Chesapeake warned that it might be forced out of business. Shale gas giant Chesapeake Energy (NYSE: CHK) warned that it might not stay in business of oil and natural gas prices remain depressed. On Tuesday, Chesapeake said there is “substantial doubt” about its ability to continue as a going concern if prices don’t rise.

Global auto industry slump weighs down economy. The slump in the global auto industry is impacting the broader global economy, as lengthy and interconnected supply chains feel the effects of reduced sales. Last year, the auto sector contracted for the first time since the financial crisis a decade ago.
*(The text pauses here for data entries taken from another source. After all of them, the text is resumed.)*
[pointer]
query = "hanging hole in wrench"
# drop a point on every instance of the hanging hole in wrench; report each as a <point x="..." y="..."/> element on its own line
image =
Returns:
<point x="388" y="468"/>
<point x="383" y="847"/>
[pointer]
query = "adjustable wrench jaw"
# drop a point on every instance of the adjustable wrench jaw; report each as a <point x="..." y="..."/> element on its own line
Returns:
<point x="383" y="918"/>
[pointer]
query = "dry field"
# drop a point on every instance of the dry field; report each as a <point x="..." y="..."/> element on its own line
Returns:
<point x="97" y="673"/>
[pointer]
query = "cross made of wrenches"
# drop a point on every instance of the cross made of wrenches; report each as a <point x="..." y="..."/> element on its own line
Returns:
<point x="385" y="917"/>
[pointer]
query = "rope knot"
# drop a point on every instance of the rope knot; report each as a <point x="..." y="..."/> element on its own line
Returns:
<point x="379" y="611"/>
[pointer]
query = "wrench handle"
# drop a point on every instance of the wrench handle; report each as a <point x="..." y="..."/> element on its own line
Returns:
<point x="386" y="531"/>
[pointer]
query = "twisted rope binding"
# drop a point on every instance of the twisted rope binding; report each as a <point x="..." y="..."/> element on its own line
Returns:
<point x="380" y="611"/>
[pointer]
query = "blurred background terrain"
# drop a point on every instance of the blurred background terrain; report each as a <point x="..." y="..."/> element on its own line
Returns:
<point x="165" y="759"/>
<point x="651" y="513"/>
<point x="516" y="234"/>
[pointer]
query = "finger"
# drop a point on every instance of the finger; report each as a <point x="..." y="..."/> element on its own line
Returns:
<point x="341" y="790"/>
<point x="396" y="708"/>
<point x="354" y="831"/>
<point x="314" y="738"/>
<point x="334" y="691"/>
Norway’s central bank warns on climate. The Norwegian central bank warned about the risk to the country’s finances from climate change and said that the risk should be incorporated into the assessment of banks’ systemic risks.

Related: How Much Oil Is Up For Grabs In Syria?

Fracking halted in UK. The British government will impose an immediate moratorium on fracking due to the uptick in seismic activity. “We cannot be certain that shale gas can be extracted safely, and therefore we must impose this moratorium until the science changes,” UK Business Secretary Andrea Leadsom said.

ANWR lease sale unlikely this year. The Trump administration had promised to hold a lease sale in the Arctic National Wildlife Refuge (ANWR) before the end of the year, but that goal looks increasingly out of reach. Still, some analysts say that if done well, the changes to ANWR could be more permanent. “A couple of extra months is probably a prudent move so that you get it right,” Andy Mack, a former Alaska commissioner of natural resources, told Alaska Public Radio.

Oxy to cut spending to pay down debt. Occidental Petroleum (NYSE: OXY) announced plans to cut spending by half in the Permian to help reduce its debt load. The company is trying to fix its balance sheet after its massive acquisition of Anadarko Petroleum. Oxy’s capex for 2020 will be limited to $5.5 billion, down from $9 billion last year. The company’s share price was down by more than 4 percent during midday trading.

Shell under fire for potential buyback delay. Royal Dutch Shell (NYSE: RDS.A) said that it might delay its share buyback program because of deteriorating macro factors, leading to a 4 percent drop in the company’s shares last Friday, even as it has regained some of that lost ground. Some analysts saw the warning as damaging to the company’s reputation. “Management credibility has now been strained,” Jefferies analyst Jason Gammel said, according to Reuters. He maintained his “buy” recommendation on Shell, “with somewhat less enthusiasm.”